I think a lot of people misread a market like this.

    They see oil stay high, the dollar stay firm, and geopolitical noise keep coming, then assume stocks should already be rolling over. But equities do not price raw fear very well. They price transmission. And right now the market still seems to believe that higher oil is a risk, not yet a profit-cycle breaker.

    That matters. A macro shock only really changes the equity trend when it starts traveling beyond the headline and into margins, guidance, hiring, credit, and consumer behavior. Until then, strong earnings can keep overpowering a lot of ugly macro optics.

    So I don’t think current strength automatically means the market is irrational or complacent. It may simply mean investors still trust corporate resilience more than they fear the energy shock. In other words, the market is not saying nothing is wrong. It’s saying show me where this actually breaks earnings.

    That’s why I still lean constructive here. Not because the macro backdrop is clean, but because the market keeps proving that bad headlines alone are not enough. Until higher oil becomes a real earnings problem instead of just a macro concern, I can understand why the path of least resistance for equities is still up.

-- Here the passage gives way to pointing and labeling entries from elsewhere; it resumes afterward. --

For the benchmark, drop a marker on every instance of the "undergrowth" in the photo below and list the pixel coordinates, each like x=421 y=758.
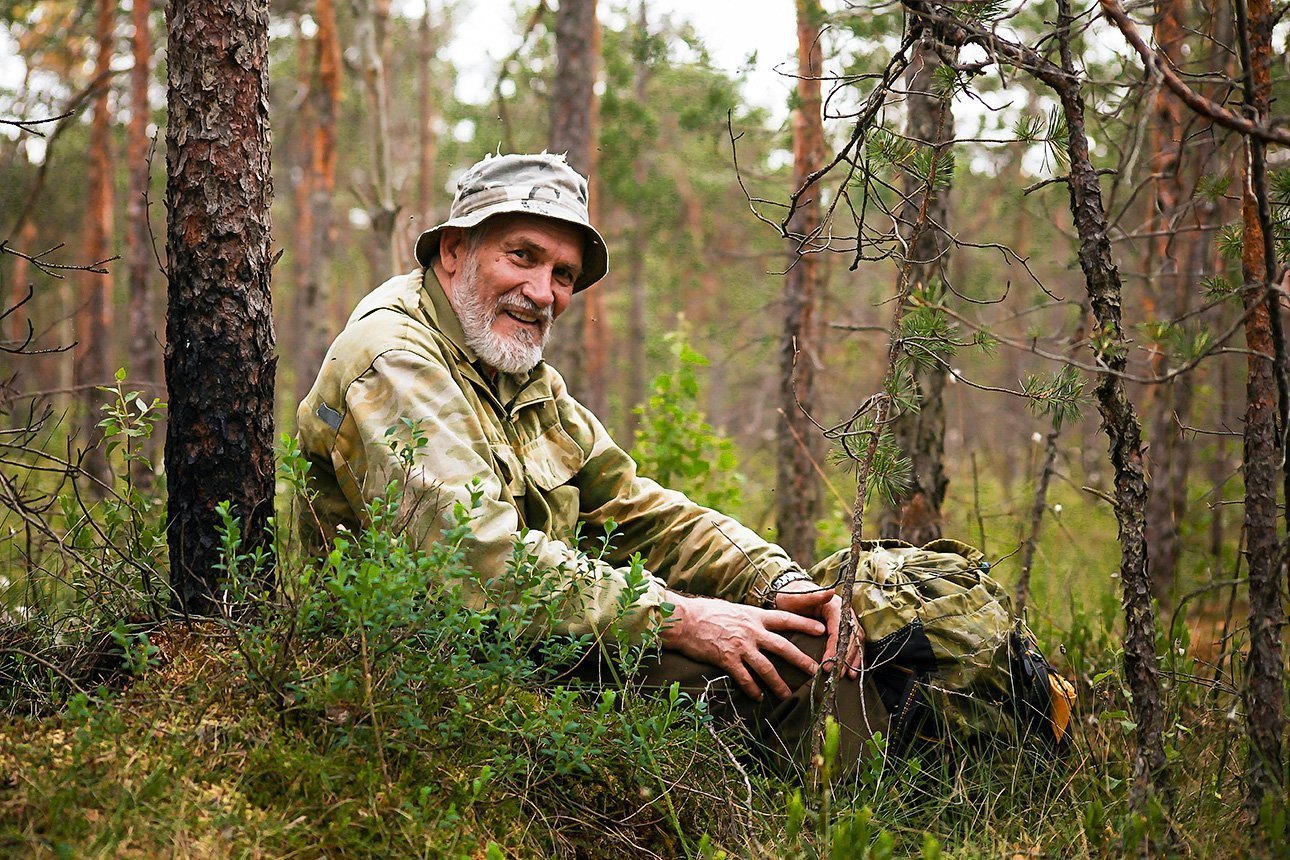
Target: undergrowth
x=374 y=707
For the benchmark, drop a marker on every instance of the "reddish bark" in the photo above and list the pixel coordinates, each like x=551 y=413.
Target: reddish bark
x=94 y=315
x=574 y=130
x=797 y=494
x=1170 y=286
x=314 y=320
x=145 y=350
x=427 y=121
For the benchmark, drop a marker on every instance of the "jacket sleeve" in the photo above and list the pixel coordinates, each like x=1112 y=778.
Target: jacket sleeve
x=404 y=397
x=695 y=549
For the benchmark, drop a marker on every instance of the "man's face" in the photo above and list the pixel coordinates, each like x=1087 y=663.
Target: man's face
x=508 y=288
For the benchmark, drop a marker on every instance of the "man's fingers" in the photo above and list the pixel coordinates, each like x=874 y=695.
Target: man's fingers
x=853 y=649
x=777 y=644
x=768 y=672
x=777 y=619
x=741 y=676
x=832 y=613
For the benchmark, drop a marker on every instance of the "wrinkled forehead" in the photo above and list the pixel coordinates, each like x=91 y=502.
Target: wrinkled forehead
x=554 y=235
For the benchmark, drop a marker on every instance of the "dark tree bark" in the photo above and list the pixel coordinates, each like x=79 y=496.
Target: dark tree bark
x=574 y=132
x=94 y=315
x=219 y=357
x=915 y=515
x=797 y=494
x=1119 y=417
x=1170 y=453
x=1264 y=669
x=1120 y=424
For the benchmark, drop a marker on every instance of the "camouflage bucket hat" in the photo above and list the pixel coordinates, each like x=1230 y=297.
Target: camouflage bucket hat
x=538 y=185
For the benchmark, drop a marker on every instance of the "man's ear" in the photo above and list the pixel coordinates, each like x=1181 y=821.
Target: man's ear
x=452 y=249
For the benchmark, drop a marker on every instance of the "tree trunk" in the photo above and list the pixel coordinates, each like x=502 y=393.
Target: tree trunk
x=1120 y=424
x=797 y=497
x=299 y=130
x=915 y=515
x=145 y=350
x=219 y=357
x=574 y=132
x=1264 y=672
x=145 y=347
x=94 y=316
x=427 y=120
x=1169 y=455
x=314 y=317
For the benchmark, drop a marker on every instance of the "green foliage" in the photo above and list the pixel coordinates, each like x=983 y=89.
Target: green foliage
x=1061 y=396
x=675 y=444
x=890 y=468
x=1230 y=241
x=1213 y=187
x=1218 y=288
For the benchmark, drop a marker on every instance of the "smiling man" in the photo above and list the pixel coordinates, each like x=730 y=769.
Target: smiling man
x=450 y=353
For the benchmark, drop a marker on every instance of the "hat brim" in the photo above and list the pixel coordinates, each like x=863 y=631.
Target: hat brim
x=595 y=255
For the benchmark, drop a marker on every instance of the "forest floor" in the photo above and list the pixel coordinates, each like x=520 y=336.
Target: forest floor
x=190 y=760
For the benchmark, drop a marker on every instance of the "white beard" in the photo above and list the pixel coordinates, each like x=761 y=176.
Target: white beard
x=517 y=355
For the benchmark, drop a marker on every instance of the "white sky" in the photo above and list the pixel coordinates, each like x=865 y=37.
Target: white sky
x=732 y=30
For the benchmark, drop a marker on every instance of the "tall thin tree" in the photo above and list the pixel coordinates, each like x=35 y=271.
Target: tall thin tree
x=574 y=129
x=913 y=515
x=219 y=360
x=145 y=352
x=1264 y=668
x=94 y=315
x=797 y=497
x=324 y=96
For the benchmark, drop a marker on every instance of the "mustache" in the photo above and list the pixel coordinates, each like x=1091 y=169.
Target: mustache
x=516 y=301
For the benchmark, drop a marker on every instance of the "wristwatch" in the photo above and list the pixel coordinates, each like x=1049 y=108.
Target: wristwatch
x=778 y=583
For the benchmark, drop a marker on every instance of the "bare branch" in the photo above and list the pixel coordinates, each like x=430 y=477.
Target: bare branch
x=1115 y=12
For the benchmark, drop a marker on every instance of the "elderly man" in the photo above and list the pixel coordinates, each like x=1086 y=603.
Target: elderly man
x=454 y=351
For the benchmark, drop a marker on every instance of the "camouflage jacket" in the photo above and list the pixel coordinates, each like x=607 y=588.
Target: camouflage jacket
x=545 y=464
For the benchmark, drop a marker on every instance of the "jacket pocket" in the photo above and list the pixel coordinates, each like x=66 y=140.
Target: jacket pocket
x=510 y=469
x=552 y=458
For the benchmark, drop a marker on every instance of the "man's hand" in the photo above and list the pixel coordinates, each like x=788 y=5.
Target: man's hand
x=738 y=638
x=805 y=597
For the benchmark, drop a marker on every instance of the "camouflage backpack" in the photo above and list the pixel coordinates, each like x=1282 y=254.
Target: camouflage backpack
x=950 y=659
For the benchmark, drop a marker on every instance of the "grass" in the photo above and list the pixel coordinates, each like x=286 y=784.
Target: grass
x=364 y=717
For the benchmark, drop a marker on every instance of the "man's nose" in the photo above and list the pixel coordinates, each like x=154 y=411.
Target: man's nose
x=539 y=288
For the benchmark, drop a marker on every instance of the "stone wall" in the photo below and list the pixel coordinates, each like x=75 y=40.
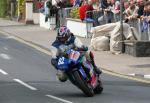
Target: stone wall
x=138 y=48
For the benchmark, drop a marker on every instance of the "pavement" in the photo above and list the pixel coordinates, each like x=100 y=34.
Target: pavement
x=117 y=63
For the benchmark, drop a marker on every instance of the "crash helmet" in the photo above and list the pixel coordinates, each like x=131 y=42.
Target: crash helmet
x=63 y=34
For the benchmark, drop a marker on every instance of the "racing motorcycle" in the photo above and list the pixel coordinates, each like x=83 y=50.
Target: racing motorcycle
x=80 y=73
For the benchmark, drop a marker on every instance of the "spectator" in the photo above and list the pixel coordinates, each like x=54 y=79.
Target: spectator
x=132 y=11
x=104 y=4
x=146 y=14
x=89 y=9
x=140 y=4
x=109 y=10
x=117 y=10
x=82 y=10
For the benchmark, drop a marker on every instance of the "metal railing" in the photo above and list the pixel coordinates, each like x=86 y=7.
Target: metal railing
x=101 y=18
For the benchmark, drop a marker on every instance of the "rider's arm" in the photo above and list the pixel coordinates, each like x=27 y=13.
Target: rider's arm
x=54 y=52
x=78 y=43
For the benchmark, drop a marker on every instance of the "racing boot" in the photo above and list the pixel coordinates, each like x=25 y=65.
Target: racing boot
x=61 y=76
x=96 y=69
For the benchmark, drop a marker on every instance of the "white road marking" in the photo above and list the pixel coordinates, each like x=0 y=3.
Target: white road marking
x=5 y=48
x=24 y=84
x=147 y=76
x=4 y=56
x=3 y=72
x=132 y=74
x=56 y=98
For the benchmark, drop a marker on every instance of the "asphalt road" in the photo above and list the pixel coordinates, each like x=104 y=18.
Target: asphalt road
x=26 y=76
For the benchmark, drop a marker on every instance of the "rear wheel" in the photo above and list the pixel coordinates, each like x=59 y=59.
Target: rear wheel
x=99 y=88
x=82 y=84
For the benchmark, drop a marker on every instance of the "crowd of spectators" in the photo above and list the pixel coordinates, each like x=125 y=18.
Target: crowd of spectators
x=108 y=9
x=132 y=9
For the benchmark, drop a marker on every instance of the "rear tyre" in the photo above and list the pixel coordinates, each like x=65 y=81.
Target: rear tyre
x=99 y=88
x=82 y=84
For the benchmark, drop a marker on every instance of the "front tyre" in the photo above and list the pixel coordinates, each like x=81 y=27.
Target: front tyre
x=82 y=84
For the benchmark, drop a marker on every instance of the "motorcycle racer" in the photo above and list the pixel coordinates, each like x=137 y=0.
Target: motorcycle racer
x=67 y=38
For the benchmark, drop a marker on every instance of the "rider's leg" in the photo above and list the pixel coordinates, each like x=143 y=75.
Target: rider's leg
x=90 y=57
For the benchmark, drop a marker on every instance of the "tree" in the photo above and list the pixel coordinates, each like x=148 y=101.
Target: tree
x=3 y=8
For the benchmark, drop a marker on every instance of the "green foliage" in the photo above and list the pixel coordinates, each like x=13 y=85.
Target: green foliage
x=75 y=13
x=3 y=8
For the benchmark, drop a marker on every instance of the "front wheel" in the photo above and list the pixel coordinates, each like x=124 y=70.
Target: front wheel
x=83 y=85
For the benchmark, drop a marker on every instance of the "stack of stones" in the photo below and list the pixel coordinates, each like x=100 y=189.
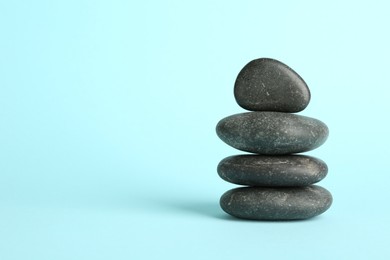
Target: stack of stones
x=279 y=182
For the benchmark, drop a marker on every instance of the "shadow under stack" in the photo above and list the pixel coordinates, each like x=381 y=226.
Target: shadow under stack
x=279 y=181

    This market is not ignoring risk, it’s just still trusting earnings more than it fears oil
    byu/Zestyclose_Mail_4569 ininvesting



    Posted by Zestyclose_Mail_4569

    5 Comments

    1. I agree. It if the ceasefire was announced right before the earnings season, in which we will see limited effect on the Q1 revenues from the oil shock. But Q2 and Q3 might get interesting. Consumers sentiment and the stock market is pretty disconnected. Either stocks will correct or Consumers sentiment will correct.

    2. outofmymind49 on

      Stocks and equities are price based on expected cash flows.. it doesn’t get much simpler than that. 

      If companies are making record profit, is it a surprise that the market keeps soaring? Until this changes, the market will continue on an upward tear

      This is a core tenet of finance 

    3. aotus_trivirgatus on

      Hold on a second.

      Who’s in charge of policing the integrity of earnings reports? The Securities and Exchange Commission.

      Who heads the Securities and Exchange Commission? Republican mega-donor and crypto bro Paul Atkins, whose first act was to announce that [reporting requirements for public companies in the United States were to be relaxed from quarterly to every six months](https://www.reuters.com/business/us-sec-chairman-atkins-vows-fast-track-scrapping-quarterly-corporate-reports-ft-2025-09-29/).

      Do you trust this guy to investigate a company for earnings fraud, making Der Fuehrer look bad?

      Heck, do you trust this guy not to HELP companies commit earnings fraud?